Subsection 10.3.1 Good Ol’ Procrastination

Probably the most common challenge that most students (and people) face in managing time is procrastination. Procrastination is often associated with laziness, but really it’s more of a question of facing the fear of starting something. Starting something is especially hard (and therefore procrastination most likely) when the task is important to us or difficult to undertake. Harder still is when the task is vague or involves many steps. For this reason, we tend to procrastinate most on our most difficult, abstract tasks that have the greatest impact on our life. How irritating! We can have a huge weight hanging over us (like a research paper, take-home test, or class presentation), but rather than chip away at one of those projects, it’s easier for us to do a well-defined reading for a class, finish a problem set, or simply stew in our misery, squandering our time on our favorite website or social media platform.

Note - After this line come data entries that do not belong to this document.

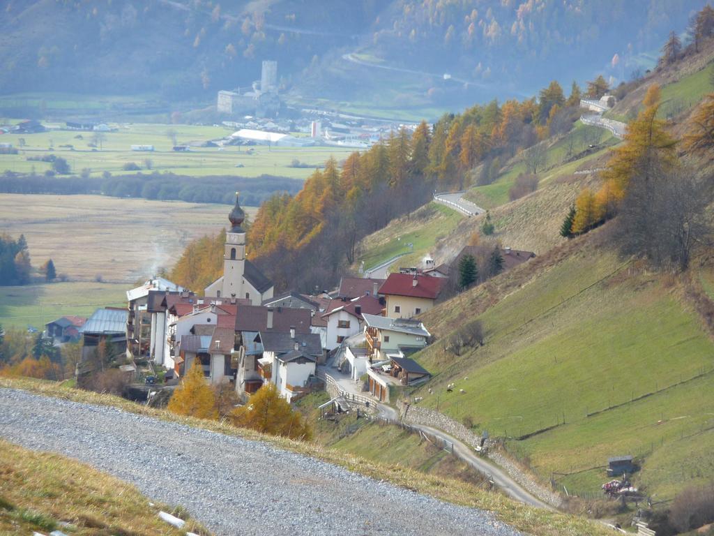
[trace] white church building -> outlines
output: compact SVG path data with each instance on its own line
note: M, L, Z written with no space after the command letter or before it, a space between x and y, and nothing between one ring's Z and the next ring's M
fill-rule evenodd
M253 305L260 305L273 297L273 282L246 258L246 232L241 224L246 214L238 201L228 214L231 229L226 233L223 251L223 274L206 287L205 296L217 298L250 299Z

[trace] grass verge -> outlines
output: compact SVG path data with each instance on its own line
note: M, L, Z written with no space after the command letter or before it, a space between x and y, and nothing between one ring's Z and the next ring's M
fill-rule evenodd
M179 536L134 486L64 456L0 439L0 534L61 530L73 536ZM69 525L65 525L69 523ZM209 532L188 520L186 530Z

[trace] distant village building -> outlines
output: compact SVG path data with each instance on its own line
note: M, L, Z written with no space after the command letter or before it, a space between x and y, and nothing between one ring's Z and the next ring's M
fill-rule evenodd
M44 336L54 339L55 344L76 342L81 338L80 329L86 321L84 317L61 317L45 324Z
M383 361L389 354L418 350L431 334L418 320L364 314L365 336L370 360Z
M82 361L91 359L92 352L101 342L111 345L116 355L124 353L128 317L129 312L124 308L96 309L79 329L82 336Z
M434 306L444 279L419 274L390 274L379 288L386 298L385 316L412 318Z
M246 259L246 232L241 227L246 218L236 193L236 204L228 214L231 229L226 233L223 274L206 287L206 296L244 298L260 305L273 297L273 282Z
M126 291L127 357L149 357L156 364L164 364L166 309L161 308L160 300L166 292L178 293L183 290L164 277L153 277L141 287ZM157 300L159 300L158 304Z
M250 114L257 117L275 117L280 111L278 94L278 62L263 61L260 81L249 89L221 90L216 109L219 114L236 116Z

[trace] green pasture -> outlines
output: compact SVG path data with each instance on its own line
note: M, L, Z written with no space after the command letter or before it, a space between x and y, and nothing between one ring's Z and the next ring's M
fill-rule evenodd
M705 449L695 451L699 459L674 460L665 452L686 441L714 446L705 432L714 427L714 398L703 396L714 374L686 382L714 369L712 341L658 277L627 270L614 254L568 257L479 317L484 347L461 357L438 343L429 347L418 359L436 377L428 386L433 394L426 387L418 393L422 404L508 438L507 447L544 480L568 474L558 481L570 490L597 492L604 471L576 472L628 454L644 460L638 483L660 496L686 485L680 474L711 479ZM428 315L468 317L452 309ZM456 387L451 393L449 382Z
M405 262L421 261L436 241L447 236L463 217L460 212L432 202L369 235L361 244L358 264L363 262L365 269L369 269L400 253L409 253ZM410 243L413 248L407 247Z
M574 162L563 163L568 158L568 150L572 141L574 153L582 152L589 144L603 145L609 147L618 142L617 138L608 131L597 126L589 126L580 121L567 135L556 142L548 149L545 171L538 173L541 182L555 177L570 174L583 164L601 156L607 149L588 154ZM498 177L491 184L473 187L466 194L466 197L479 207L493 209L508 202L508 192L516 184L516 179L522 173L526 173L526 164L522 158L518 158L507 165Z
M0 287L0 324L41 329L65 314L89 317L96 309L126 304L126 283L59 282Z
M144 172L170 172L197 177L206 175L251 177L271 174L306 179L314 168L293 167L293 161L308 166L321 166L331 157L341 160L351 152L341 147L269 147L263 145L223 149L191 147L186 152L174 152L172 150L173 141L168 135L169 131L176 131L178 144L221 138L233 131L222 126L194 125L121 124L111 126L116 126L118 131L101 133L101 140L96 139L92 132L66 130L5 134L1 137L1 141L11 143L19 149L19 153L0 154L0 172L6 170L29 172L34 169L37 173L43 173L51 169L51 163L27 159L54 154L66 159L72 172L79 174L83 169L90 169L94 177L101 176L104 172L130 172L123 170L122 167L133 162ZM21 139L24 141L24 147L21 147ZM91 144L98 147L96 149L91 147ZM153 145L154 151L132 151L132 145Z

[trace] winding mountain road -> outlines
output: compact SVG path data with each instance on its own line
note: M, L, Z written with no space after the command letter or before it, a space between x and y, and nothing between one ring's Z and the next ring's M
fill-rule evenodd
M181 505L216 535L520 534L443 502L261 442L104 406L0 389L0 437Z

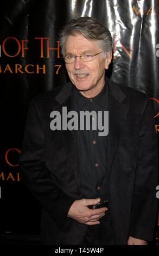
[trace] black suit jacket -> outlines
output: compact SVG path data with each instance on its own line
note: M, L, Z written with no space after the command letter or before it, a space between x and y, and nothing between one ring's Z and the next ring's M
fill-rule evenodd
M151 240L156 215L157 150L150 100L144 93L106 78L109 131L106 159L114 237ZM42 240L48 245L80 245L87 226L67 217L79 193L75 131L52 131L50 112L74 110L69 82L31 102L20 165L31 193L42 205Z

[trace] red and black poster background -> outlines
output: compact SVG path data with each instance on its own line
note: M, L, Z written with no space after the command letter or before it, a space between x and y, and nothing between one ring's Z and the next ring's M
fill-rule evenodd
M113 57L106 75L149 95L158 136L159 1L6 0L0 8L0 235L38 236L40 205L23 182L18 159L31 99L68 81L58 32L84 15L108 27Z

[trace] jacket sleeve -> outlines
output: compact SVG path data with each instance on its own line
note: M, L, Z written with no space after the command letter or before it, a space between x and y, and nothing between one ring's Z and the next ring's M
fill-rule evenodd
M29 108L19 164L30 192L48 212L56 224L65 225L75 199L59 189L45 166L43 127L32 101Z
M151 241L157 214L156 188L158 176L158 147L151 102L149 99L142 117L139 140L130 235Z

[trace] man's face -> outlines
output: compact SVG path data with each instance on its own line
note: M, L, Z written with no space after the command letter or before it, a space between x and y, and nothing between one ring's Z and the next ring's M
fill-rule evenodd
M65 43L65 56L79 56L82 53L95 54L101 51L95 41L86 39L81 34L69 35ZM97 91L97 87L104 83L105 69L107 69L111 59L108 55L105 59L102 54L92 57L90 62L84 62L77 57L73 63L66 63L66 68L72 83L81 92ZM75 74L74 72L76 71Z

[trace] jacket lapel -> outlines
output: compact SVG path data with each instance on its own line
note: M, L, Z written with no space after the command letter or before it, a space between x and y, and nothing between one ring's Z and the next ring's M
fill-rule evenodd
M67 113L69 111L75 110L72 86L73 86L71 82L64 86L55 98L56 100L60 105L58 107L58 110L61 113L61 115L62 112L62 107L67 107ZM56 109L58 109L56 108ZM79 189L80 185L80 176L77 131L70 131L67 129L66 130L61 129L61 132L62 139L65 145L67 157L73 168L77 187Z
M106 159L109 173L118 148L129 107L124 103L126 96L118 84L109 80L107 80L107 83L109 92L109 134L106 138Z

The key thing to note about procrastination is that it results from not knowing how to approach the terrifying scale of an important, abstract project. Only at the last minute, when our mind accepts that we might fail a class if we don’t start in on the project that’s worth 20% of our grade, do we rally to rush through the assignment before its due. The “last-minuteness” of our work forces us to compromise and make decisions as we go, and most importantly, it means that if we do poorly on an assignment, it’s not because we lacked intelligence, knowledge, or skills, it’s because we waited until the last minute. Our decision-making capabilities, not our identity, is at stake.

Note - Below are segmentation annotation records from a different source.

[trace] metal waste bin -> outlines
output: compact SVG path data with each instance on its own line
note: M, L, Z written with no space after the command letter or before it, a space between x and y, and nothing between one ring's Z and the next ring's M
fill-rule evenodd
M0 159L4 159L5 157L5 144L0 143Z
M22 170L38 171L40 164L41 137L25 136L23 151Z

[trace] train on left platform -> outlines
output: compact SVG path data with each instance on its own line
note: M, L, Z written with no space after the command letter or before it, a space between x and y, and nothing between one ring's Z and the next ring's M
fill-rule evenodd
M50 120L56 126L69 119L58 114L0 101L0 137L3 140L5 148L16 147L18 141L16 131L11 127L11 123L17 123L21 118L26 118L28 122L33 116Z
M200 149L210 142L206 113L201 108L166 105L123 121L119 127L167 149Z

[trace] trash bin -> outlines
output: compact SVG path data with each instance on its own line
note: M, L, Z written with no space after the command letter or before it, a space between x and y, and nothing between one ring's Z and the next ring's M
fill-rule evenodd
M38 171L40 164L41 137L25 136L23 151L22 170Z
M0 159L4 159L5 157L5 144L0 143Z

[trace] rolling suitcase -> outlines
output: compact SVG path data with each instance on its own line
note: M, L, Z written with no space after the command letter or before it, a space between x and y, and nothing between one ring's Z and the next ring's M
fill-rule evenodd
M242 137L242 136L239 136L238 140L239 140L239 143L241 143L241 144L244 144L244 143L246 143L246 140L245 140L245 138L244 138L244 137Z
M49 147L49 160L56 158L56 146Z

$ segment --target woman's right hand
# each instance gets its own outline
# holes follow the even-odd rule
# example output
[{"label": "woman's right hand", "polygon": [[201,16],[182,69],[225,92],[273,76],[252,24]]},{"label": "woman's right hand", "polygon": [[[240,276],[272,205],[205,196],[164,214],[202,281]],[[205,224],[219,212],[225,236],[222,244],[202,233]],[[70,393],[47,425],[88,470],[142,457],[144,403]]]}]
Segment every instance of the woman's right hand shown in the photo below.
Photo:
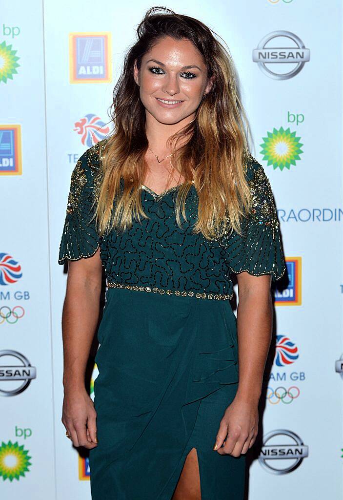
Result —
[{"label": "woman's right hand", "polygon": [[85,389],[65,388],[61,420],[74,446],[90,449],[97,446],[96,412]]}]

Putting our heart into a task (like homework) and then hearing from someone we look up to (like a professor) say that it’s not very good can be an awful feeling, so we protect ourselves by simply not giving ourselves the time to put our heart into our work. This attitude is easy to adopt, especially when we get feedback like that we’re just “not good at math” or “don’t have a way with words” or “are lazy.” These labels are damaging because they send the message that we are failures rather than that we have failed to show our best work. College assignments will probably ask most of us to do things that demand that we use skills that we believe we lack; to avoid letting an assignment (or the grade we get on an assignment) be yet another permanent mark of our inferiority, we procrastinate so that we can attribute any undesirable outcome not to our own failings, but to our circumstances.
This cycle is difficult to break, but one of the most important things to remember is that procrastination almost always diminishes the quality of our work.

Note 10.3.1.

This doesn’t mean that as soon as we stop procrastinating, we sail through college with easy A’s—quite the contrary. Not procrastinating lets us focus on the thing we came to college to do: we can start improving our skills by giving ourselves time to produce a true rough draft, get help from peers or professors when we’re stuck, and generally learn from our assignments rather than fear what they will reveal about us.